Friday, 25 March 2011

Hope, it's all we have.

As I expected I have severely delayed this second entry. I have been busy at work and with uni work but there was not the issue. It was the shock admission that my footballing idol, my Dad has decided that he's fell out of love with the sport and gave up his season ticket for the Burnley home game when a little effort means he could be in attendance.

I suppose it shouldn't be a shock. The signs were there back in September when refusing to pay an admission fee to watch one of his sons play under the lights at a local ground. Apparently it was the 'principle', paying for Sunday League football was just not on. It was a boycott to hit the league where it hurts. This is the man whose opinion on football is officially the best as it is to every child growing in the country, Dad knows the best players and Dad knows his stuff.
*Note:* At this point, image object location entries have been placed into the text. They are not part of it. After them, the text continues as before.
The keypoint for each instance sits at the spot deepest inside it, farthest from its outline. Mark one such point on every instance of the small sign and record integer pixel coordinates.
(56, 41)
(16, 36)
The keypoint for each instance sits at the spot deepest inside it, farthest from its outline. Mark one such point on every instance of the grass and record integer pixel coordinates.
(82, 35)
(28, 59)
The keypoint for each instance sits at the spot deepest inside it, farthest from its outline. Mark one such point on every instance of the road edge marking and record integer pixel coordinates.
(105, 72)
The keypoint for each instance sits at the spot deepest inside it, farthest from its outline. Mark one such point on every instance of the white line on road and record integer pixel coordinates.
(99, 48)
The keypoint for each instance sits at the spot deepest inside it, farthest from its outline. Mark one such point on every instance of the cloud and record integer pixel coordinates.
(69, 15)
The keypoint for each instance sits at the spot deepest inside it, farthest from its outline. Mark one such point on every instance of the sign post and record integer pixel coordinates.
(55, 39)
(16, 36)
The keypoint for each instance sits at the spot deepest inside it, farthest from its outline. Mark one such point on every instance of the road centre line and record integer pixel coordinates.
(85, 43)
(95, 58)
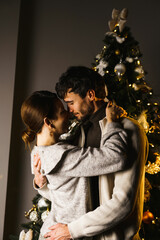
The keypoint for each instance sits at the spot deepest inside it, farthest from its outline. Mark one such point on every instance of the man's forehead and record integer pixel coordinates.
(70, 96)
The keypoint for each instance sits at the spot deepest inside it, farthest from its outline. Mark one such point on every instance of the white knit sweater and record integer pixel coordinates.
(68, 185)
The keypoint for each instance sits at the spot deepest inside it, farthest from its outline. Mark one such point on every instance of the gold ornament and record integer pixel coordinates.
(153, 168)
(142, 119)
(120, 70)
(118, 19)
(139, 70)
(117, 52)
(148, 217)
(143, 87)
(148, 187)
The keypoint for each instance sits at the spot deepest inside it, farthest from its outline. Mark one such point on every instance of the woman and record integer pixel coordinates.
(46, 119)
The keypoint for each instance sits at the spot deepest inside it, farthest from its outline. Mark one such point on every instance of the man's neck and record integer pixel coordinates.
(97, 105)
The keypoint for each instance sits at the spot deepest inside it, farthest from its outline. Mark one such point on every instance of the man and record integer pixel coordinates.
(120, 193)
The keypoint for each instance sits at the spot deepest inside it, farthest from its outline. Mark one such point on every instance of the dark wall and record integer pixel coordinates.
(52, 36)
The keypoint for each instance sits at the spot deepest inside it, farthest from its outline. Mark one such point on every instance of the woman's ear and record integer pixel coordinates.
(91, 94)
(48, 123)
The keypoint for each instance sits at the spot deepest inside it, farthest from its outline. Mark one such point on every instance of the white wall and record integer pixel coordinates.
(9, 17)
(52, 36)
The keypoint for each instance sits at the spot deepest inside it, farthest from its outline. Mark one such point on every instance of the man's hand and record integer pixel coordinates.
(58, 232)
(39, 179)
(114, 112)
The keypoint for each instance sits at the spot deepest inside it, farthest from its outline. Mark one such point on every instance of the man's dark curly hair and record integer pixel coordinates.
(80, 79)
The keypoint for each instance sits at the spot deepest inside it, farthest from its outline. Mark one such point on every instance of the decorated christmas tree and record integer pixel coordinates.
(119, 62)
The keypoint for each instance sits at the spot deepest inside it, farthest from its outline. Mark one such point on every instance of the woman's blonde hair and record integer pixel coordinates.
(40, 105)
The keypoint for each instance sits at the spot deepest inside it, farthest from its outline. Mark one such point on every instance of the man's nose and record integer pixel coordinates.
(70, 109)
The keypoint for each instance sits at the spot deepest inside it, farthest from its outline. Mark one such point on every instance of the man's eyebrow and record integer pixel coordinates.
(68, 101)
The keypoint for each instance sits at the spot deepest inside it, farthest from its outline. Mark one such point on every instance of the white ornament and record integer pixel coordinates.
(120, 40)
(120, 69)
(142, 119)
(44, 215)
(135, 87)
(139, 70)
(42, 203)
(102, 64)
(33, 216)
(128, 59)
(22, 235)
(29, 235)
(26, 236)
(98, 56)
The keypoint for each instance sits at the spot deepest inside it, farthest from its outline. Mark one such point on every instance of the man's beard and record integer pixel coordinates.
(86, 113)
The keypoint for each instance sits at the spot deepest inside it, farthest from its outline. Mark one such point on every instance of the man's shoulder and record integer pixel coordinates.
(131, 124)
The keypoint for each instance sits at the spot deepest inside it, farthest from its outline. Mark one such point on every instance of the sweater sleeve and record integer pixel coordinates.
(43, 191)
(126, 185)
(68, 160)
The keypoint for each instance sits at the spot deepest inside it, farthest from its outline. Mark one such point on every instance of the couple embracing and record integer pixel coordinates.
(95, 180)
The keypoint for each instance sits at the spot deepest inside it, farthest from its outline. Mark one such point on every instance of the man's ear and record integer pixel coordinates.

Dad takes me football and Dad told me who to support.

He's had enough. Such was the spectacle of City v Portsmouth, last Saturday; it was the final straw. As soon as Nugent's volley hit the net, Steve Cotterill was informing his troops not to cross the halfway line and foul anything that went past them. This is the problem he reckons, too many teams with such a desperate desire for three points because the sport is so results based on performance and thereby there's a direct link to money. Higher up the table more money. Money's killed sport, people like Sven come in rob clubs blind of money, spent it like it grows on trees. Got to get those three points at all costs, no encouragement to ping the ball about.

He thinks this quietly though and then lets rip normally during the Sunday afternoon analysis in the pub or on the Monday afternoon dinner table (all this said Ben Mee was given some stick during Saturday's game). You feel like you can't disagree, this is man who knows best and was actually the best player in the world in his younger days. I am probably exaggerating all this because when he watches football subjectively as just a game, he's quite accurate.

The thing is for a Leicester fan is he's actually quite timid in this respect. As Yakubu snatched a shot towards the end of the Portsmouth game and it landed in outer space, a million expletives rained down onto the pitch from the locals, my Dad didn't even bother like always but the shouty moron is well in existence at the Walkers, whether it's Ricardo (maybe actually valid), King or Yakubu, there's a scapegoat. Soon it'll be Sven.

'50 fucking grand a week for that piece of lazy shite' was pretty much the sum of it from all angles. Welcome to Leicester City, the club where a bit of form leads to false hope of glory (probably like every club to be fair). Ever since that win at rather shitty Derby, promotion was on according to the masses but they seemed to forgot this is Leicester City FC. I have never known them to have any bottle or the ability to go on a winning run which breaks records.

The lack of bottle was more than evident as Norwich outclassed us at hum. At the time, I was rather annoyed by Norwich but maybe that's because off the back of the performance at QPR, I reckoned that we would be sorted, back to winning ways. Instead Norwich produced a performance lauded by Canary fans as their greatest away display in years and I'd probably say the best team down here all season. Too good, we're aiming for top six, them the top two.

Whilst enjoying the day at Scunthorpe and the warm glow of three points (something I have only managed twice this season), I look back on it as an annoying de-tour to failure of my hopes for the playoffs. We scored three times and kept a clean sheet which was great. Issue was that those three goals came from set pieces and Scunthorpe had a penalty and a goal disallowed. It prolonged the hope. I went home, got out the calculator and probably produced better maths skills than I ever did at school. It's still on said calculator in 'if club x beat club z and club y have a negative goal difference due to a 6-0 hammering by the hands of Leicester City' fashion.

But then came the realisation, 30 minutes in on Saturday. 1-0 down to Portsmouth, I just knew. I sat there lifeless for about a minute. I thought no it's not going to happen. I looked at Portsmouth's eleven and thought they should be a lot higher up the league. Then King missed a sitter of a header. No, definitely not and the second half was just some mish mash of a football game where I never thought we were going to win. It was akin to monging out watching shit BBC3 comedy. Draw maybe but never two goals, they had us sussed. Pressure the back four into long balls, leave Yak on his own and watch the late run of Welsh Cryuff. All this feeling was later confirmed by every result going for us, the sort of luck which only happens when you failed to make the most of it.

Personally I just reckon my Dad has just gone through the same thought process I have. It's not going to happen promotion, not even worth hoping (he has an incredible knack of hiding emotion related to football, I have only seen it showcased in last minute winners). All this thing about losing his faith with Football is just some disguise to hide the disappointment. He's just the same as all of us. Just like that nobhead three rows behind is too but he chooses to do it more vocally. Just the same as Flask Army and just the same as the twatty fifteen year old kids in yellow shirts at Glanford Park.

Whereas my Dad has cut the supply for hope off, I spent an evening this week playing around a spreadsheet working out required points etc. and then decided that a first visit to Middlesbrough in some twisted football logic is probably worth it (plus I have watched win twice along that coast of the country).

The same twisted logic which sees me visit Valley Parade over watching England play Wales.